Boston Marriage, however, is a very different thing! It’s a term I learned this week while attending the Queensland Theatre Company‘s production of Pulitzer Prize winning American writer David Mamet’s play of the same name.
A “Boston marriage” was a term coined to describe a relationship in which two single women live together, in order to have independence, without the need for a husband’s financial support. A same sex “marriage”, but not necessarily a sexual relationship (although in the case of Mamet’s characters, it clearly is).
Although written in 1999, Mamet’s play is set in 1906 and features only three characters (although the presence of others is strongly felt). Two women – Anna and Claire – have been in a “Boston marriage” but things are not going swimmingly. Claire returns after an absence to find Anna has been entertaining a wealthy married man who has bestowed some impressive jewels on her. Claire, in turn, has fallen in love with a younger woman and seeks Anna’s help in her seduction plans. Oh, what a tangled web it becomes!
There is jealousy and anger, tears and tantrums, indignation and sarcasm. The hapless maid, Catherine, bears the brunt of many of the jokes (but just may have had the last laugh). The pace is fast, and the language sometimes convoluted, with a handy glossary in the QTC program a guide to some of the obscure terms used. The language is clever but sometimes the delivery was so fast it lost me (and I fear a number in the audience). The unexpected swearing, delivered with those high society accents, got the biggest laughs.

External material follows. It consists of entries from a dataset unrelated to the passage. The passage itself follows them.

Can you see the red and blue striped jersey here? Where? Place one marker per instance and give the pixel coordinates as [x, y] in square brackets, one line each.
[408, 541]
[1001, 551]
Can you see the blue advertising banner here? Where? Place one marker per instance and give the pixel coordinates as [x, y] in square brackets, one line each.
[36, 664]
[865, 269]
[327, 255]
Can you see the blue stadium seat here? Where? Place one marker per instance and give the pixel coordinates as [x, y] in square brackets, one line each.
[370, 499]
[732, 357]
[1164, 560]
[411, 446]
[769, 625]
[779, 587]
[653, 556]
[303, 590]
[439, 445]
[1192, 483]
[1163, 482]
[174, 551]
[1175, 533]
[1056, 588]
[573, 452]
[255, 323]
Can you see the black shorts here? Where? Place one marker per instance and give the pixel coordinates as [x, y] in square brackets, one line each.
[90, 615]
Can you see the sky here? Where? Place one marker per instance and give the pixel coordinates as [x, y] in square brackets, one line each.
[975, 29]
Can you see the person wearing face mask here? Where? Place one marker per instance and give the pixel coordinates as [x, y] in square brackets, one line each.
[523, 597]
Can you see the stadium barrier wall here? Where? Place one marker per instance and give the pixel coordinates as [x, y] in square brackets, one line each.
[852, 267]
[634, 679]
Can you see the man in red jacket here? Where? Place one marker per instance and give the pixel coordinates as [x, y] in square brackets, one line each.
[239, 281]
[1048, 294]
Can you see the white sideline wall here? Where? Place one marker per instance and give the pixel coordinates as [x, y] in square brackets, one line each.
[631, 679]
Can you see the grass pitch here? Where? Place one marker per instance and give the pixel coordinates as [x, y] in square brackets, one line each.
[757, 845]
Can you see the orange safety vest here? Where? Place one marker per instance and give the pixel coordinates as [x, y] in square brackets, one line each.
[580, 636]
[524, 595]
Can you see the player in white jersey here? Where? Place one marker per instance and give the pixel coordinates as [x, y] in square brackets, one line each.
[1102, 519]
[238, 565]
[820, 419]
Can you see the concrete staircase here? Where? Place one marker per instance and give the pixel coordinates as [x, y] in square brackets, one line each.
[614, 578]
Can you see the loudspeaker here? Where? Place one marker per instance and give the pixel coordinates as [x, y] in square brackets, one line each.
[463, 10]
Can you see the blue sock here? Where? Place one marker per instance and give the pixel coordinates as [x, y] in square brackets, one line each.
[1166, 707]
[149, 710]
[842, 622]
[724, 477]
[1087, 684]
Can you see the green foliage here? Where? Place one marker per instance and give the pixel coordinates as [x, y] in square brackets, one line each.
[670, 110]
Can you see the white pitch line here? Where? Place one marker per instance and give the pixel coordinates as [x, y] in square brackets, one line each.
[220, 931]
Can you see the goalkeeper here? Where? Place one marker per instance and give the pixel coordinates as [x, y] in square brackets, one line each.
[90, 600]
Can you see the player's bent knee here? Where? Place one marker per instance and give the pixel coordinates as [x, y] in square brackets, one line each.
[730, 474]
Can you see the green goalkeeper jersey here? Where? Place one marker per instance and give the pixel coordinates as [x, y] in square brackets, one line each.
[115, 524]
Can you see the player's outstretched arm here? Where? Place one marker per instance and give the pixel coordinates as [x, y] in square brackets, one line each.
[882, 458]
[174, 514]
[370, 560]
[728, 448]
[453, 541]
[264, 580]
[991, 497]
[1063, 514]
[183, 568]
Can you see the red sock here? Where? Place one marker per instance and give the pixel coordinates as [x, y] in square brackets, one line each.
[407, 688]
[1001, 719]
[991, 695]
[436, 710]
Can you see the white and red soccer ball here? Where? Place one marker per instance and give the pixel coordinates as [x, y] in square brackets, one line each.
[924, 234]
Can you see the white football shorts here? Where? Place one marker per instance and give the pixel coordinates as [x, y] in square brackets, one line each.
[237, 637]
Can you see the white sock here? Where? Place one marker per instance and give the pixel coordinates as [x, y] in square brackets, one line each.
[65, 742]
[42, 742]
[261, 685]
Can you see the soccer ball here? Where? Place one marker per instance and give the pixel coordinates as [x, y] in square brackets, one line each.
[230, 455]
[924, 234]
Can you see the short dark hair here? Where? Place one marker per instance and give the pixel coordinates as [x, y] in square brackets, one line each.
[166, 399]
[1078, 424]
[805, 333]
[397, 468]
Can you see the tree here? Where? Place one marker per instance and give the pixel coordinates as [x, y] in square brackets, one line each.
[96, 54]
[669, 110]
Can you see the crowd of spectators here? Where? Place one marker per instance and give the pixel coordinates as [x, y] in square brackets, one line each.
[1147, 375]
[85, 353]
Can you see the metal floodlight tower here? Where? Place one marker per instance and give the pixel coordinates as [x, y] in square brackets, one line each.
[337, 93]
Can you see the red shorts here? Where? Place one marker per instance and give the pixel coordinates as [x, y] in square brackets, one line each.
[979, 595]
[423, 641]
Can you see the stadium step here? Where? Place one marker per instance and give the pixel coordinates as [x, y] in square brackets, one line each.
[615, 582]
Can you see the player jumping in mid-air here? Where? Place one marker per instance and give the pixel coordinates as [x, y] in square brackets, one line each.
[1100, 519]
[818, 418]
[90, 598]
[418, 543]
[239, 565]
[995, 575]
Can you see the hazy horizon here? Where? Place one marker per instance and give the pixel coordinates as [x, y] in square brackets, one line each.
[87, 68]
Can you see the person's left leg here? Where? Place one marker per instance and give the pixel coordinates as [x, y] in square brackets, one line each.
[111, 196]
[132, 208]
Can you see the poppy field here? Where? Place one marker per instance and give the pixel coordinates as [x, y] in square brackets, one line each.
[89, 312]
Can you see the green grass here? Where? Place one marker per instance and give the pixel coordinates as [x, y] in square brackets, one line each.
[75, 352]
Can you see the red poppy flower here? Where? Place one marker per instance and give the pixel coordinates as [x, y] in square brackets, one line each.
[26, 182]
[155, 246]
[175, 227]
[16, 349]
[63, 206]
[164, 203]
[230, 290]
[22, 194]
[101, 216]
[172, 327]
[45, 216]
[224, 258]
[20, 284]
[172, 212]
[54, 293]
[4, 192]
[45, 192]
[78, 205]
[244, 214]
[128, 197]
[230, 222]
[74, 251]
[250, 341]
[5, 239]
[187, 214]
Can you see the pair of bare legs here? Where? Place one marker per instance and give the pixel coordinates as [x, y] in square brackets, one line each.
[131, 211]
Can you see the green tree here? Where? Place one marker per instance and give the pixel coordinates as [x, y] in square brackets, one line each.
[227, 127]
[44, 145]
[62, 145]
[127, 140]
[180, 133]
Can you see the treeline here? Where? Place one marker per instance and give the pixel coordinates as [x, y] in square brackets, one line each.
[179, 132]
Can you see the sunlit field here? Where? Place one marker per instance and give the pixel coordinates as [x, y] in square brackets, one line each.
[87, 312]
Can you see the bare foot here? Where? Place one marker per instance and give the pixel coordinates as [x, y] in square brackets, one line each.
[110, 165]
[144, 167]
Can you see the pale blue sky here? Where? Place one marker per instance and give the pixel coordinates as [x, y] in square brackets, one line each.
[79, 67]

Like any marriage, that of Anna and Claire is all about compromise. And how they go about that is at the heart of the play.

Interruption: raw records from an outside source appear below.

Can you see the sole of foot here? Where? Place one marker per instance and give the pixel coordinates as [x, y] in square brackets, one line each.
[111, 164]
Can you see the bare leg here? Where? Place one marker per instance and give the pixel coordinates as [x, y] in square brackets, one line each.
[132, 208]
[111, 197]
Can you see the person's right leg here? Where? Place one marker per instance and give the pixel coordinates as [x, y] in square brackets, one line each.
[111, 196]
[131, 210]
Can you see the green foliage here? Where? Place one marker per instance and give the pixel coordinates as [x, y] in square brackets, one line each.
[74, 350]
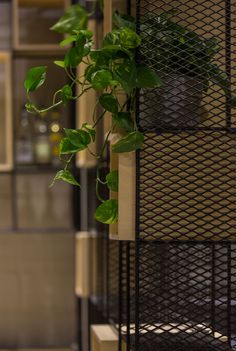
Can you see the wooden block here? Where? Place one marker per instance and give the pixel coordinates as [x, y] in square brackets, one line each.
[126, 196]
[104, 338]
[6, 115]
[83, 264]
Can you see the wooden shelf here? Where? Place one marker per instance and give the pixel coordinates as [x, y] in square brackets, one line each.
[41, 3]
[104, 338]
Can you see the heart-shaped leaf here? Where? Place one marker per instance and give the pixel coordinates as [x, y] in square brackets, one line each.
[66, 93]
[35, 77]
[130, 142]
[101, 79]
[66, 176]
[109, 102]
[107, 212]
[60, 63]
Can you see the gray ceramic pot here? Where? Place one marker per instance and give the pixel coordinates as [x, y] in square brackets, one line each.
[175, 105]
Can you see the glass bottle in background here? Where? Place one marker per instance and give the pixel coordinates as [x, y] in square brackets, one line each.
[42, 143]
[24, 143]
[55, 136]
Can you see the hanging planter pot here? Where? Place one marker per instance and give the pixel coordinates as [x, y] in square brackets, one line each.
[175, 105]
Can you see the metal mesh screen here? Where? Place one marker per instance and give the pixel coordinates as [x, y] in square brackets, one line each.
[185, 297]
[186, 178]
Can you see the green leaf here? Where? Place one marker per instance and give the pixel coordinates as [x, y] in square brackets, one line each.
[66, 93]
[90, 130]
[107, 212]
[126, 74]
[101, 79]
[35, 77]
[147, 78]
[60, 64]
[68, 40]
[112, 180]
[111, 38]
[73, 57]
[74, 19]
[78, 137]
[30, 107]
[109, 102]
[123, 21]
[66, 147]
[123, 120]
[66, 176]
[130, 142]
[89, 71]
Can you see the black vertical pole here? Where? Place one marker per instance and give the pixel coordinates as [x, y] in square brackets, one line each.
[128, 295]
[120, 294]
[137, 197]
[213, 286]
[228, 58]
[229, 297]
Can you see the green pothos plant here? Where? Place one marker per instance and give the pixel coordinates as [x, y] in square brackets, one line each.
[109, 69]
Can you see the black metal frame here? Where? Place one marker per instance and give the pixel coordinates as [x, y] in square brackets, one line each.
[183, 283]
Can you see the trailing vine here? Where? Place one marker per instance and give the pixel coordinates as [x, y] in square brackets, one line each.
[109, 69]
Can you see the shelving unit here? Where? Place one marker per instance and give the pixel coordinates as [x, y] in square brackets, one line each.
[171, 286]
[36, 223]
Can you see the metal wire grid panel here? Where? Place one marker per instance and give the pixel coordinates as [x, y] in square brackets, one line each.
[187, 173]
[186, 297]
[186, 179]
[113, 282]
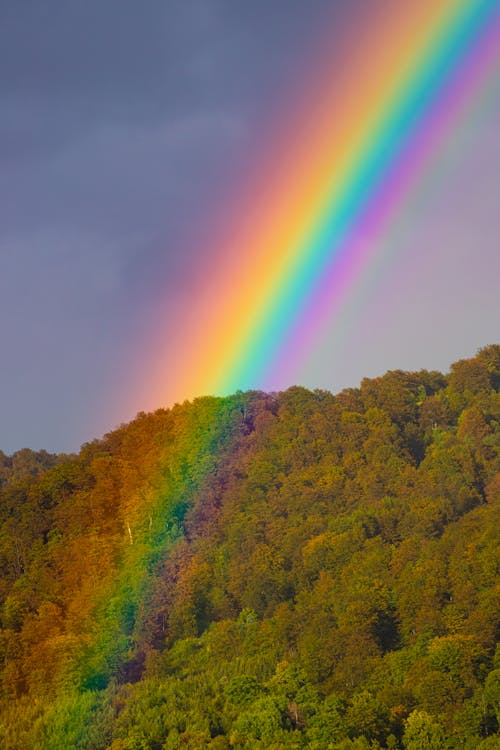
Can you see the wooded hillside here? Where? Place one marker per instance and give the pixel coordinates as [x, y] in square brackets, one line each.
[291, 570]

The QTC cast, headlined by Australian veteran actor Amanda Muggleton (Anna), with Rachel Gordon as Claire and Helen Cassidy as Catherine, do a sterling job, being on stage for the full show.
The set and costumes are wonderful. Anna and Claire’s period dress, by leading Australian stage and costume designer Stephen Curtis, almost made me long for the days of corsets. And as for that stunning necklace…it nearly stole the show.

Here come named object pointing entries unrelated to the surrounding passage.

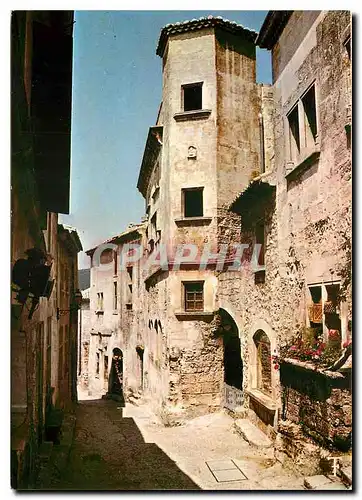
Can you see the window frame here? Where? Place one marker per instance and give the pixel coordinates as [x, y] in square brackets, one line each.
[189, 86]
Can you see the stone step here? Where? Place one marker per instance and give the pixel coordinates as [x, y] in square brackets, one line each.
[252, 434]
[321, 482]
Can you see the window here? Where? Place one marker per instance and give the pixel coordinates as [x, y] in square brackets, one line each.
[115, 305]
[193, 202]
[97, 363]
[303, 127]
[310, 117]
[105, 369]
[49, 353]
[154, 226]
[194, 296]
[115, 263]
[129, 287]
[324, 311]
[260, 240]
[106, 256]
[294, 141]
[192, 96]
[347, 45]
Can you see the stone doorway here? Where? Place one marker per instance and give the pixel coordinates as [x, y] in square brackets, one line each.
[233, 365]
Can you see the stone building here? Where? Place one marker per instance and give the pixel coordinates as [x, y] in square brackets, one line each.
[41, 81]
[115, 305]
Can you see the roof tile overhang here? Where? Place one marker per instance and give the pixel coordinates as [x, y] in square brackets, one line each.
[202, 23]
[272, 28]
[252, 197]
[152, 149]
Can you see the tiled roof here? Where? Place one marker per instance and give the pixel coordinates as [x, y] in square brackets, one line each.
[203, 22]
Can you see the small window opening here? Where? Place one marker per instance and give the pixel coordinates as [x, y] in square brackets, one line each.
[260, 240]
[193, 202]
[315, 309]
[310, 121]
[192, 97]
[294, 140]
[347, 44]
[105, 373]
[194, 296]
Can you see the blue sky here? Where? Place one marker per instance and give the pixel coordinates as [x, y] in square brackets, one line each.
[117, 84]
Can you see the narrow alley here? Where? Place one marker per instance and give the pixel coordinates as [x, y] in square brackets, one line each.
[128, 448]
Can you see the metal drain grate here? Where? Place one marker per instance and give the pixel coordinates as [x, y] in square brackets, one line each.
[225, 471]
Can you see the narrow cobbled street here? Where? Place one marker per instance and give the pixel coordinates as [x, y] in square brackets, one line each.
[128, 448]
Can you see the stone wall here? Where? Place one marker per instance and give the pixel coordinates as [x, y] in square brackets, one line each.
[321, 403]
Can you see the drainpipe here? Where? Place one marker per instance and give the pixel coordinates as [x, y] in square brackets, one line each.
[262, 151]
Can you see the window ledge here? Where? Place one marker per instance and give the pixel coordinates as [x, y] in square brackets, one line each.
[196, 114]
[304, 161]
[262, 399]
[193, 221]
[194, 315]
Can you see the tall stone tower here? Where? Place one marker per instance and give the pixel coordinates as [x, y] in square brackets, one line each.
[202, 152]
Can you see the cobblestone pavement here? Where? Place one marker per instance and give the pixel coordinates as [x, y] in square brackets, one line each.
[118, 448]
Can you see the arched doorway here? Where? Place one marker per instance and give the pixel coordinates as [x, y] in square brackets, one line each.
[115, 385]
[233, 364]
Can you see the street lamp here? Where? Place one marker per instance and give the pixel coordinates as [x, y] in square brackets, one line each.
[76, 304]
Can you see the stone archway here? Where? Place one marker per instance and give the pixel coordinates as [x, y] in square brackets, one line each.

Boston Marriage runs until February 15 at The Playhouse, Queensland Performing Arts Centre.
A Glass Half Full was a guest of the Queensland Theatre Company.
6 Responses to “Boston Marriage”
I think you’ve captured this performance brilliantly.
I had never heard this term. Sounds like a wonderful performance!
According to my research, it came into common use after the Henry James novel The Bostonians was published in 1886. The novel featured a long-term co-habiting relationship between two unmarried women. I’d never heard it before either!
But where did they go for their honeymoon?
Ha ha! You’ll have to see the play to find that out!
You’ve made me want to check this out if it comes to town!